Memorial and Veterans Day Hypocrisy - by Stephen Lendman
Annually America's warrior tradition is commemorated in major media editorials and op-eds, honoring fallen men and women for reasons not explained. More on that below.
On May 29, The New York Times headlined, "Among the Graves This Memorial Day," saying:
Besides families mourning soldiers "recently lost in Iraq or Afghanistan....(t)here is still a generation mourning friends, relatives and fellow servicemen lost in Vietnam, Korea and World War II...."
"Whatever you make of the wars in which those soldiers fought, whatever you make of war itself, their sacrifices are real and permanent," omitting what most needs explained about imperial arrogance responsibility for lost lives.
The Chicago Tribune headlined, "Hoist a glass for Red," saying:
Red Madsen and others like him "gave portions of their lives to warfare but survived.
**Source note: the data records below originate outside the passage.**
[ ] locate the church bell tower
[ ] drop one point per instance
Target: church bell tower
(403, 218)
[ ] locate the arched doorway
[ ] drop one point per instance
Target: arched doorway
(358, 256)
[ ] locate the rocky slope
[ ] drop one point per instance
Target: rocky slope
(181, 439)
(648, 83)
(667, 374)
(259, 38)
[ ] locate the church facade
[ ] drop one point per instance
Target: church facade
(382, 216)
This day is theirs too," stressing shared sacrifices they all made "defend(ing) this country," leaving unexplained that America's war are imperial, unrelated to defense.
The Washington Post also reflected in an editorial headlined, "A Memorial Day remembrance." It honored Navy Seals involved in the alleged bin Laden killing stunt and (until his May 25 death) Maryland's last living Medal of Honor recipient (Baltimore's Paul J. Wiedorfer).
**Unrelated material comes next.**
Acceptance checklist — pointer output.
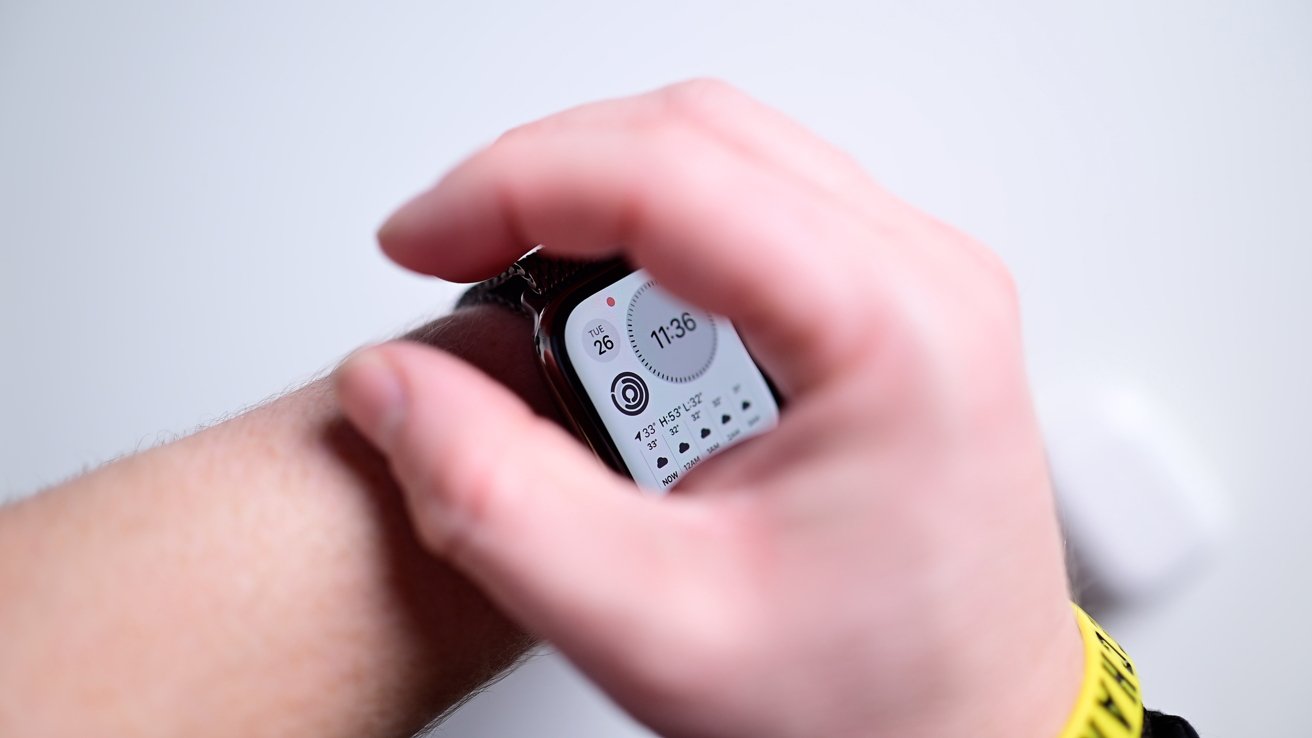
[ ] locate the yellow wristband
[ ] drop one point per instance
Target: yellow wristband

It was mostly reflective boilerplate until the final thought, recalling an earlier Wiedorfer comment, saying:
"Wouldn't it be wonderful if the Medal of Honor didn't exist because there were no wars and we could all live in peace?"
Rarely ever do America's media express that sentiment, never its warrior leaders, reflected in Obama's 2011 proclamation saying:
"On this Memorial Day, we honor the generations of Americans who have fought and died to defend our freedom....From Gettysburg to Kandahar, America's sons and daughters have served with honor and distinction, securing our liberties and laying a foundation for lasting peace."
Waging multiple imperial wars, readying plans for others, and numerous proxy ones, his hypocrisy requires no comment, desecrating the graves he pretends to honor.
Memorial and Veterans Days of Shame
Commemorated on the last Monday in May, Memorial Day was first observed in 1866, called Decoration Day in 1868. In 1967, federal law officially made it the time to honor America's fallen men and women. More on that below.
Veterans Day was formerly Armistice Day (Remembrance Day in Europe), commemorating WW I's end on the 11th hour of the 11th day of the 11th month of the year in 1918 when guns on both sides went silent, or were supposed to. First observed in America in 1919, it became a legal holiday in 1938. In June, 1954, Congress changed its name to Veterans Day.